I, uh, watched the WBC and enjoyed it

Yesterday, I complained about Met pitchers getting overworked in the WBC and wished the whole thing would go away. Last night, with the WBC still on my mind, I tuned in to USA-Puerto Rico. I swear, I was just going to check the score to see which Met players would be coming home. I wasn't planning to inhale.

But when every other player seemed to be a Met, and the other players all seemed to be from the Phillies, Red Sox or Yankees, I found myself watching. And it turned out to be an exciting finish, featuring a walk-off hit by our own David Wright.

USA-Puerto Rico. The gateway drug to the WBC!

I'm still worried about pitch counts, but I did see the potential for the WBC, and also how to improve the All-Star game.

What made last night's game so exciting was that the top players were still on the field at the end. Except for one pinch-runner, everyone in the US lineup played the entire game, and we're talking players of the caliber of Wright, Derek Jeter, Jimmy Rollins (who was DH), Kevin Youkilis and Brian Roberts. Most of the Puerto Rican stars, such as Carlos Beltran, Carlos Delgado and Alex Rios, also played the full game.

MLB wants the All-Star games to "count," but they also want to get everyone in the game, even when some of those players are only on the team because their franchise is required to have a representative. But if you really want the All-Star game to count, you have to find a way to have the David Wrights on the field at the end of the game.

Speaking of Wright, Squawker Lisa has already referred to him as Mr. March. But, as ESPN research points out, Wright is more clutch than some think:

Wright has six career regular-season walk-off hits for the Mets, one shy of the club record. However, none of those came in a situation in which his team was trailing.

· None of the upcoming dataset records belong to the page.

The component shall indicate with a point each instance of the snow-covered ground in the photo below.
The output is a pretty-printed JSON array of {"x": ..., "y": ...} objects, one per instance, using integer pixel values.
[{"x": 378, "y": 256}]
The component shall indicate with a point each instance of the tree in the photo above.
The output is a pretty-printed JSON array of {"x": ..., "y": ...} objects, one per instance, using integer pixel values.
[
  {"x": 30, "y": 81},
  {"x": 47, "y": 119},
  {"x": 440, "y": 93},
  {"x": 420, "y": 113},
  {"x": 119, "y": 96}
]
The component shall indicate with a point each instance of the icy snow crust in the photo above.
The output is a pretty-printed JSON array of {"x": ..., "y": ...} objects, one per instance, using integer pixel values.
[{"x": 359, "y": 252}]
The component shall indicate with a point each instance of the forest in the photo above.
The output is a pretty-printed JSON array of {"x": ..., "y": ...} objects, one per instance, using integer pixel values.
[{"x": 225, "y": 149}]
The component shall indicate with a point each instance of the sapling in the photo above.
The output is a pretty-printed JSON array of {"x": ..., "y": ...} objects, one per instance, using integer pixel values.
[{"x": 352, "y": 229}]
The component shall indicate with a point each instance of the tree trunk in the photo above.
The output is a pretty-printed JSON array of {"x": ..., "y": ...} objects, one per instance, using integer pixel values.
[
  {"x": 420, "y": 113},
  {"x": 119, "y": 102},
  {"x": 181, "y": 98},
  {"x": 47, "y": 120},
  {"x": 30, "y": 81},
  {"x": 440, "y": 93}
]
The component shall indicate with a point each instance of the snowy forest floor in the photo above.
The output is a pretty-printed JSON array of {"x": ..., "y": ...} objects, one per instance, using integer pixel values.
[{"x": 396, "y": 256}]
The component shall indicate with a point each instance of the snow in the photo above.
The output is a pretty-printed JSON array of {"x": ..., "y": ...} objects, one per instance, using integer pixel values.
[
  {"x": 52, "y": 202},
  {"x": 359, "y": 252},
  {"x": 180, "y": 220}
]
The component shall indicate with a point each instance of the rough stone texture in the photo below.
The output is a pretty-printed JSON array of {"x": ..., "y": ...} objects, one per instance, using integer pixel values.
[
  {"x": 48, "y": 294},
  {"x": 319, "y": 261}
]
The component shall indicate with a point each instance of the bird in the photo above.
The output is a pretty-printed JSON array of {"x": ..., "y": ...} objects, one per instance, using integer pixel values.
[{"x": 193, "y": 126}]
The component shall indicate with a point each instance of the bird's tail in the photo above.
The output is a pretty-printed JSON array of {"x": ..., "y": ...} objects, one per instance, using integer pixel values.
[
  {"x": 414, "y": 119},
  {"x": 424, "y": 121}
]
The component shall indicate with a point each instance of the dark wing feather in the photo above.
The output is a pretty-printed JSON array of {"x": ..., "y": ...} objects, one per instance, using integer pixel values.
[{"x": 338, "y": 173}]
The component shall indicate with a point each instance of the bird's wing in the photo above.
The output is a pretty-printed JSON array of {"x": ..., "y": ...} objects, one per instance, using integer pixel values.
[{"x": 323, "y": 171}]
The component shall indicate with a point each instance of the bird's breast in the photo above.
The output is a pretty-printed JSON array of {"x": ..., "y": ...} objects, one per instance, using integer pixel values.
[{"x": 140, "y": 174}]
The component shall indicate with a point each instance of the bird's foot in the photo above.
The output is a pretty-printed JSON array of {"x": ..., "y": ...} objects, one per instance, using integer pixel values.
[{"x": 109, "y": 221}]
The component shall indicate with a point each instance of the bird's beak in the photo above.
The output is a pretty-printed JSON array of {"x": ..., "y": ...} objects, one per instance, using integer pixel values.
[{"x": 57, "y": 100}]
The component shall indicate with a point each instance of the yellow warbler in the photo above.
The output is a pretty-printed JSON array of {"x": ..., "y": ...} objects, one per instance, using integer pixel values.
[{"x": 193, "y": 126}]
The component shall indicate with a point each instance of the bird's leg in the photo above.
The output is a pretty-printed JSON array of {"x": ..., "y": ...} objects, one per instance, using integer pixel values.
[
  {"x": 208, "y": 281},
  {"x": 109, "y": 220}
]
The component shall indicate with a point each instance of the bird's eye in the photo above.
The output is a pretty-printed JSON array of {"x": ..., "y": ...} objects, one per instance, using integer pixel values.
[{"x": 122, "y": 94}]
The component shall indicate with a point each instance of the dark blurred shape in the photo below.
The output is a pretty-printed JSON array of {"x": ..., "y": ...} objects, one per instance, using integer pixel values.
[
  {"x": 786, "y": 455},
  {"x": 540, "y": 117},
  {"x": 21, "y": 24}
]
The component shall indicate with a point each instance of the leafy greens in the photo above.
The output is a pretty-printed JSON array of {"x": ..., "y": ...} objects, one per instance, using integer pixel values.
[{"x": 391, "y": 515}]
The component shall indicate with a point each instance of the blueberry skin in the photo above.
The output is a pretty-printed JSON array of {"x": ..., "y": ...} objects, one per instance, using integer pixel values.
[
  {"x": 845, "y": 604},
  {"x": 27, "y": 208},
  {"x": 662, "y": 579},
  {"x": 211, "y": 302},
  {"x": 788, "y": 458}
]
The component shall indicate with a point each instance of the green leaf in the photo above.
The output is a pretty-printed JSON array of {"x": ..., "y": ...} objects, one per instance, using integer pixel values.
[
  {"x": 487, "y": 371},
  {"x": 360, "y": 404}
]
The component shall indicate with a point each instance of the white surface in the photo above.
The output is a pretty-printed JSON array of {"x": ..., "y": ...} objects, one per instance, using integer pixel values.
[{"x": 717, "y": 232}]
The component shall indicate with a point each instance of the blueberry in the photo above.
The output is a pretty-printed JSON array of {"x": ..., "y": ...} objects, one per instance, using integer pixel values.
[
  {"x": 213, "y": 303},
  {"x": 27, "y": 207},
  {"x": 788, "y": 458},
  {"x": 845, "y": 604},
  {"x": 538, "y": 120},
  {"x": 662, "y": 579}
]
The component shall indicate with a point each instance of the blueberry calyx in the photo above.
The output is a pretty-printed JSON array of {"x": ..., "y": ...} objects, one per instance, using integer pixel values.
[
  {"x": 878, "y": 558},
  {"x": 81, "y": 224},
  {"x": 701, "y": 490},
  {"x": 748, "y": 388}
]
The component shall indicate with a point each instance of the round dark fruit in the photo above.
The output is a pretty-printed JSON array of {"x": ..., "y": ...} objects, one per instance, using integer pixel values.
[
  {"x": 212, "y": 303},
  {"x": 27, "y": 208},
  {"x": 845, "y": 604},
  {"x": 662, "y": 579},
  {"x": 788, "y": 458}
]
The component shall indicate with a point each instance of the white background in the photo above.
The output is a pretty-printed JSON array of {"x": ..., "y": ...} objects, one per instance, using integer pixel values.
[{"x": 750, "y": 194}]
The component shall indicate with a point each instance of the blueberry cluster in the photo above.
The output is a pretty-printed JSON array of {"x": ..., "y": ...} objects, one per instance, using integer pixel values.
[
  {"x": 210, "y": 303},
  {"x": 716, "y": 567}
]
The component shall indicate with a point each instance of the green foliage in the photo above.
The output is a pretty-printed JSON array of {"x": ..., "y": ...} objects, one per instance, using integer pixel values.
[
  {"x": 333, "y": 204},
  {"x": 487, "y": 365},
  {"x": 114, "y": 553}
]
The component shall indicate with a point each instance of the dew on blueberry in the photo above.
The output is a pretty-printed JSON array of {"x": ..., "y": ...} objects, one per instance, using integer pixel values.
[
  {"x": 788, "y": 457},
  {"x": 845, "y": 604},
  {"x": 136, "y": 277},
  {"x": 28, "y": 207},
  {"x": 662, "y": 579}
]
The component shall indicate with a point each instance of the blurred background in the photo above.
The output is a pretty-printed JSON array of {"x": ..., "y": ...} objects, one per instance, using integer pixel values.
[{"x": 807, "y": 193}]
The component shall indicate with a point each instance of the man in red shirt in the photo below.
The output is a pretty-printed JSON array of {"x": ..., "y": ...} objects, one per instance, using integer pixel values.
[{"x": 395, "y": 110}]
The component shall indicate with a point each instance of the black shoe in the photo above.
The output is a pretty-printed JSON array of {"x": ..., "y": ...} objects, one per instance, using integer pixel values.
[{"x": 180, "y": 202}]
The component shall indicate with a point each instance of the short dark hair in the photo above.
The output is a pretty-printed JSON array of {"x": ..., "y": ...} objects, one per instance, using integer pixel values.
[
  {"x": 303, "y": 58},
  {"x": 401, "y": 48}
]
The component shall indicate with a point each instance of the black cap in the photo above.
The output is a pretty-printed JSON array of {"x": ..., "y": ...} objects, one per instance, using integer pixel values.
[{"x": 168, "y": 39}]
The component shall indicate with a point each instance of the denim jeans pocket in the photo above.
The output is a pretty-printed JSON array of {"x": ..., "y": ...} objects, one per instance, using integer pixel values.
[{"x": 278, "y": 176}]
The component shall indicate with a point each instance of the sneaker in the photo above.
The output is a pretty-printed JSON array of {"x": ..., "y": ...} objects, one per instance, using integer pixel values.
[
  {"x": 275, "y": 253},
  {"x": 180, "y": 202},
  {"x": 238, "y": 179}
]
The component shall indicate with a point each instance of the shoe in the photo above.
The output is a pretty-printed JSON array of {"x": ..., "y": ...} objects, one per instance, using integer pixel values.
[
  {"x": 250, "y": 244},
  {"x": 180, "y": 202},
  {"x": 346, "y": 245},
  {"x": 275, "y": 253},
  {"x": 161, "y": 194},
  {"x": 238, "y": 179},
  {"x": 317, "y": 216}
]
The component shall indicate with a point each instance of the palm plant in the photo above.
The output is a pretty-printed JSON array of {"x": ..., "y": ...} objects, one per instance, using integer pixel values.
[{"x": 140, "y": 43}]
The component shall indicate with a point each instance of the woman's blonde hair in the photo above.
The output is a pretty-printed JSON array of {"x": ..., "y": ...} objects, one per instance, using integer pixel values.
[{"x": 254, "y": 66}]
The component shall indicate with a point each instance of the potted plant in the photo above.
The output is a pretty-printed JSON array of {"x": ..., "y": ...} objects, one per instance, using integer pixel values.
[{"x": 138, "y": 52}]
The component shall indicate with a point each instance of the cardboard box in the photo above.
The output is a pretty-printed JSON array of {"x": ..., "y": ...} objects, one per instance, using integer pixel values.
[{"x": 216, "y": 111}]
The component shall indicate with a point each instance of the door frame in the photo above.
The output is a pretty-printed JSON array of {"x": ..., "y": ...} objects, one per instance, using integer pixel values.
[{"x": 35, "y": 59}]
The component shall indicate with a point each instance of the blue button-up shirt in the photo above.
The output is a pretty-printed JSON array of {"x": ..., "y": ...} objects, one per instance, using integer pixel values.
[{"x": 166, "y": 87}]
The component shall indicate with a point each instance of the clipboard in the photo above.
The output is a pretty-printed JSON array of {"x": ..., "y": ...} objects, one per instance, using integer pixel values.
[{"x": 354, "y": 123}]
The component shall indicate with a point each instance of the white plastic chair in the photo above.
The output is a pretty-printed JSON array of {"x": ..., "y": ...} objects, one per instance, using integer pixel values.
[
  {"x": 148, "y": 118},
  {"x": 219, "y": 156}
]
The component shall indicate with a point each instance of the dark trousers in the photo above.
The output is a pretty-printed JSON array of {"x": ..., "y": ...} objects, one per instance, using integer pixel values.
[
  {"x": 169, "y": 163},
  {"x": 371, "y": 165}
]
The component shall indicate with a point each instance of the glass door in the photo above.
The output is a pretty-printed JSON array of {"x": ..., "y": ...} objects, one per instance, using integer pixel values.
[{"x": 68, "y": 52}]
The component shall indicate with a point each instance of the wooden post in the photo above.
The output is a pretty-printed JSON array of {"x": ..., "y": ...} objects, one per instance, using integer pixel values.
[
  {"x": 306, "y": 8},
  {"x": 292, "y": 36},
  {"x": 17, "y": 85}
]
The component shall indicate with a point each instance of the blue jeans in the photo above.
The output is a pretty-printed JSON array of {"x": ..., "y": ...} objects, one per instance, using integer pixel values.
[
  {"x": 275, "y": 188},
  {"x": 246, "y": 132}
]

Of course, Wright wouldn't have been hitting against someone named Fernando Cabrera in an All-Star game. Cabrera came in with the bases loaded in the ninth and cemented his audition for the 2008 Met bullpen by walking in a run to cut the lead to 5-4 before giving up the winning hit to Wright.

Cabrera came on for Phillies reliever J.C. Romero. It was strange to see Romero on the mound, since he's been suspended 50 games for performance-enhancing drugs. But the announcer explained that the suspension does not apply to the WBC. A few minutes later, the announcer hastily explained that the WBC does not condone the use of PEDs and that it has its own drug testing.

But that's Bud Selig's world for you. He's solved the PED problem, except when he hasn't. Suspensions have teeth, except when they don't.

Tonight, the US plays Venezuela. It's just for seeding, since both teams are in the semis, so I'm not planning to watch any of it. Unless there's a chance to see J.J. Putz face off against K-Rod...


One other note: Best wishes to Aaron Boone. No middle initial today, since Boone is going to undergo open heart surgery. It's not an emergency and, while he will miss this season, he is supposed to be back for the 2010 season.

Did you watch any of the game last night? Are you planning to watch any of the remaining WBC games?

1 comment:

Anonymous said...

I've been watching - mostly just because I'm craving baseball - but last night I found myself totally wrapped up in the game. I am watching tonight too - although now that its 5-1 Venezuela I think I'll switch to some Netflix Watch Instantly. I mean 6 - my, I hope Guthrie pitches like this when he faces the Sox this year.